Looking around, the scale of destruction resembled a tactical nuclear strike more than conventional bombardment. Nearly a square kilometer had been leveled and set ablaze.
At the edge of my sight, far beyond the range of the remaining lightning towers, a certain lanky sniper kept firing.
A shell stopped one meter from a skeletal mage’s chest, unable to pierce its barrier.
The barrier’s rotation slowed, revealing a banana-sized projectile that had been flying at supersonic speed only moments before.
Before this battle began, I had personally carried him out there in case of exactly this kind of emergency. He was suspended in midair by a small transport drone made by one of the technicians.
The drone could originally carry six pounds, but because it was so small, increasing its carrying capacity by eight times took only a moment.
Reducing the lanky man’s weight had taken dozens of times more effort, but now that effort was paying back severalfold.
The moment the first tentacle-controlling caster died, I was ready.
When the second was taken down as well, leaving only three useful tentacles, I strained hard and snapped them in three seconds.
After that, before they could pull out any more tricks, I quickly eliminated every troublesome enemy I could find. That took half as long again.

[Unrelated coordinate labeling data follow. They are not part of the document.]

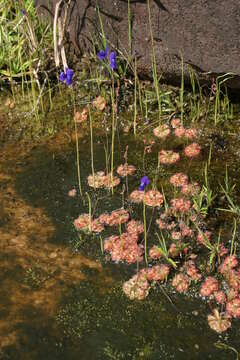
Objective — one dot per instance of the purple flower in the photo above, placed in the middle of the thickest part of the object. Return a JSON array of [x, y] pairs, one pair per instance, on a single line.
[[112, 59], [143, 183], [67, 76], [102, 54]]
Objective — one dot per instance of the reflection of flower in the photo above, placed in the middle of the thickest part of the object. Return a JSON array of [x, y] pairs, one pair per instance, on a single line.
[[143, 183], [102, 54], [112, 59], [67, 76]]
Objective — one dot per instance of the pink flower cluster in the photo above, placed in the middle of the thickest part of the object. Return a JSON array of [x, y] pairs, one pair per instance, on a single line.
[[192, 150], [179, 179], [168, 157], [180, 205]]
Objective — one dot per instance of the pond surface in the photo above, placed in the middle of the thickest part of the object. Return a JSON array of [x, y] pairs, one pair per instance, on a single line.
[[61, 298]]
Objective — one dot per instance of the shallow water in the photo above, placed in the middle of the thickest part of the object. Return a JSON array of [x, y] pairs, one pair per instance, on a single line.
[[60, 298]]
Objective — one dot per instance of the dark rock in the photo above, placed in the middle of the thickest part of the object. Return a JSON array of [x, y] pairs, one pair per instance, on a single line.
[[205, 33]]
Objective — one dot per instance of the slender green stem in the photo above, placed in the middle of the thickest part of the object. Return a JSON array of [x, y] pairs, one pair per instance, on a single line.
[[89, 211], [135, 97], [113, 131], [77, 148], [145, 233], [91, 135]]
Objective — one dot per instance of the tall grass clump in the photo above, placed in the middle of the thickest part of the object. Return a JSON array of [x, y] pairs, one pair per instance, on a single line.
[[26, 48], [154, 64]]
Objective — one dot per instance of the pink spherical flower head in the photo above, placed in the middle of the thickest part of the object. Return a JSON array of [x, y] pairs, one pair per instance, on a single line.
[[209, 286], [179, 179], [180, 205], [179, 132], [175, 123], [155, 253], [180, 282], [168, 157], [192, 150], [190, 133]]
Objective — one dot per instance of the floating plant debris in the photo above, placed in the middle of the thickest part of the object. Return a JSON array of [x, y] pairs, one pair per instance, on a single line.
[[158, 272], [137, 287], [219, 322], [162, 131], [190, 189], [72, 193], [85, 223], [125, 169]]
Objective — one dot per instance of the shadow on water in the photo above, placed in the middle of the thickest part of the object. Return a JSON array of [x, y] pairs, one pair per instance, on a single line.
[[92, 318]]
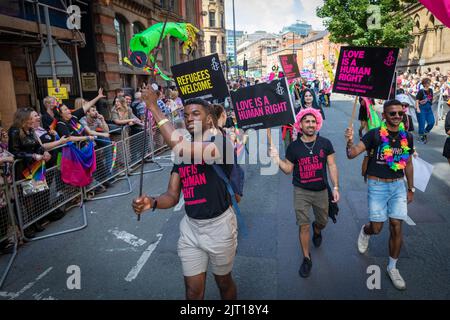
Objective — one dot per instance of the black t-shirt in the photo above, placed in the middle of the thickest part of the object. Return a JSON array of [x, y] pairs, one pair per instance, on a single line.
[[310, 169], [205, 193], [422, 94], [67, 129], [377, 166]]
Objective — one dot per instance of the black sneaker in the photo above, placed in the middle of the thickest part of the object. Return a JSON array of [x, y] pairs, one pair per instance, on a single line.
[[317, 238], [305, 268]]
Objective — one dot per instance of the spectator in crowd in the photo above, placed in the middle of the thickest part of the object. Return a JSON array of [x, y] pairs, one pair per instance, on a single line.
[[96, 123], [47, 115], [24, 145], [6, 160]]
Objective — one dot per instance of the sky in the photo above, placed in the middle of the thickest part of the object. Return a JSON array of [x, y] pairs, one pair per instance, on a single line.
[[270, 15]]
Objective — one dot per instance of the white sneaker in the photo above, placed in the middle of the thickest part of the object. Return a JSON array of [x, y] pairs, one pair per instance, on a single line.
[[363, 241], [396, 279]]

The cleanup that followed was less a matter of risking our lives and more a somewhat monotonous process of dealing with a steadily shrinking number of enemy infantry. Still, we finished it with professionalism and efficiency.
Naturally, that meant I lay flat on my back in the middle of the group and refused to get up unless a major demon appeared.
Red and black power, drawn from the swelling atmosphere of violence, death, and suffering spreading through the land, was absorbed into the foundation of the underground temple.
The enormous cavern containing the structure had been hollowed out by converting stone into magic, then supported by summoned iron braces.
The temple itself had not been summoned in the same way. It had been shaped from flint, obsidian, and bronze drawn from matter called up from deep within the planet’s lithosphere, creating a direct sympathetic link with the world.
The Dark Masons had researched what the locals called the internet and discovered that although the locals’ prehistoric age was much more recent than their own, in some ways, despite the absence of magic, it had not been so different.
Of all earthy materials, flint held the oldest and strongest connection to the mastery of fire.
Obsidian held an equally powerful connection to the first weapons the locals used to slaughter one another, while bronze was the foundation of true metallurgy.
It had been the primary weapon material for half of the locals’ modern civilization and was more closely connected to firearms than any other material.
Together, these three materials were nearly perfect for drawing upon the power of violence in this new world the Mavis people had invaded.